February 23, 2021
The Indian API industry is set to grow from US$ 11.04bn in 2020 to US$ 18.08bn by 2026, at a CAGR of 8.57%
Indian drug companies are exploring local manufacturers of API to reduce dependency on China.
Improvement in API assembling, promotion of its clusters and PLIs are driving the growth of the API market.
India needs to improve its infrastructure and accelerate any approval processes to be rid of Chinese imports.
In another significant move towards the Atmanirbhar Bharat, Indian drug companies are exploring local manufacturers of APIs, so that they can reduce their dependence on China. India, despite earning the moniker of “the pharmacy of the world”, owing to its massive production capacity of both generic drugs and vaccines, is highly dependent on China for half of its Active Pharmaceutical Ingredient (API) needs. The pandemic has caused major disruptions to supply from China, and this has encouraged pharma companies to look around for ingredients and local vendors who can promise consistency and competitive prices to make important drugs which are sold globally. To be fully independent from Chinese imports, India needs to improve its infrastructure and accelerate approval processes.

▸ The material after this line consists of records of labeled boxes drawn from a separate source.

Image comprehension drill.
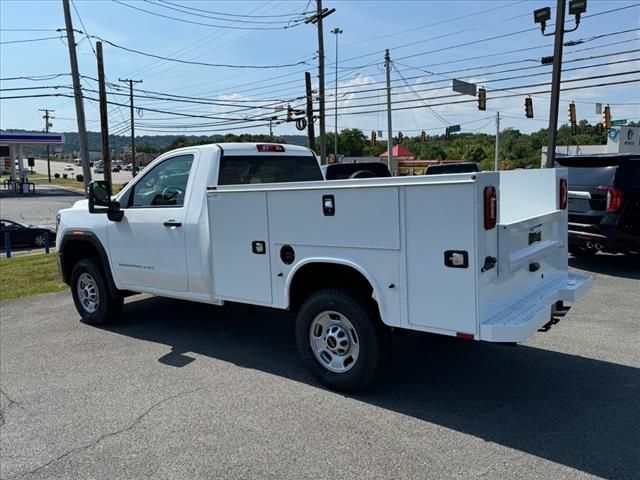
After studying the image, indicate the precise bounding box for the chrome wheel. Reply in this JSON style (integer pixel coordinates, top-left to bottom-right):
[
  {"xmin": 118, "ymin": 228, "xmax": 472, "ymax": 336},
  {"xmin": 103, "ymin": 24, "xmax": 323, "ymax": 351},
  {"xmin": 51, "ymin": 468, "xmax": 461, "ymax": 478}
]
[
  {"xmin": 76, "ymin": 273, "xmax": 100, "ymax": 313},
  {"xmin": 309, "ymin": 310, "xmax": 360, "ymax": 373}
]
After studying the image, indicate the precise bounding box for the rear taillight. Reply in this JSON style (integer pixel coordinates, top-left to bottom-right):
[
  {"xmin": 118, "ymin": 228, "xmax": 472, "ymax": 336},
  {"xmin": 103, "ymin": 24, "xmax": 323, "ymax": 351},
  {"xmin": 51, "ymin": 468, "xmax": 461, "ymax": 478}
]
[
  {"xmin": 596, "ymin": 187, "xmax": 624, "ymax": 213},
  {"xmin": 558, "ymin": 178, "xmax": 569, "ymax": 210},
  {"xmin": 484, "ymin": 187, "xmax": 498, "ymax": 230},
  {"xmin": 256, "ymin": 143, "xmax": 284, "ymax": 152}
]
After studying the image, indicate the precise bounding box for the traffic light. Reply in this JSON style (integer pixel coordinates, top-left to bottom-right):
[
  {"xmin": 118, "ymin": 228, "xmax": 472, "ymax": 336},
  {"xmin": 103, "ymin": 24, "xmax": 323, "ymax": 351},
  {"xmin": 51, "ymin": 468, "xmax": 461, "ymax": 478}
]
[
  {"xmin": 568, "ymin": 103, "xmax": 576, "ymax": 124},
  {"xmin": 602, "ymin": 105, "xmax": 611, "ymax": 130},
  {"xmin": 478, "ymin": 88, "xmax": 487, "ymax": 110},
  {"xmin": 524, "ymin": 97, "xmax": 533, "ymax": 118}
]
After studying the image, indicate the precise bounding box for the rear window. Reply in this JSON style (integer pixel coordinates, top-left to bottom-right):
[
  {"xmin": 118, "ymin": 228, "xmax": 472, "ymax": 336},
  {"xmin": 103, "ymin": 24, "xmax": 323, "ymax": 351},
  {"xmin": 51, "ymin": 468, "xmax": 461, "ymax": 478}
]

Since the Indian API industry has been highly dependent on China for quite sometime now the prices have been quite volatile. This dependence on a single source, has an adverse impact in emergency-like situations, like the current covid-19 pandemic, which has caused a global disruption of supplies of essential medicines. In order to cater to its pharmaceutical needs in-house, India needs a holistic and conducive ecosystem to rebuild its API manufacturing capabilities, which rely on favourable government policies and fiscal support to boost private and foreign investment. In the immediate term suggested changes around pricing policy, along with come financial incentives and faster approvals on environmental clearances, can give a required boost to the API industry.
As per the GME analysis, the Indian API industry is apprised at US$ 11.04bn in 2020 and hopes to reach US$ 18.08bn by 2026, at a CAGR of 8.57%. The Indian pharmaceutical industry is the world’s third largest, riding on the back of a rapidly increasing rate of persistent infections, along with the rising importance of conventional drugs. Improvement in dynamic drug fixing (API) assembling, and development of the biopharmaceutical area is additionally driving the market development. This market growth along with promotion of API clusters and Production Linked Incentive (PLI) programs by the Government of India shall encourage setting up of API manufacturers in the country, thereby drastically altering the market dynamics.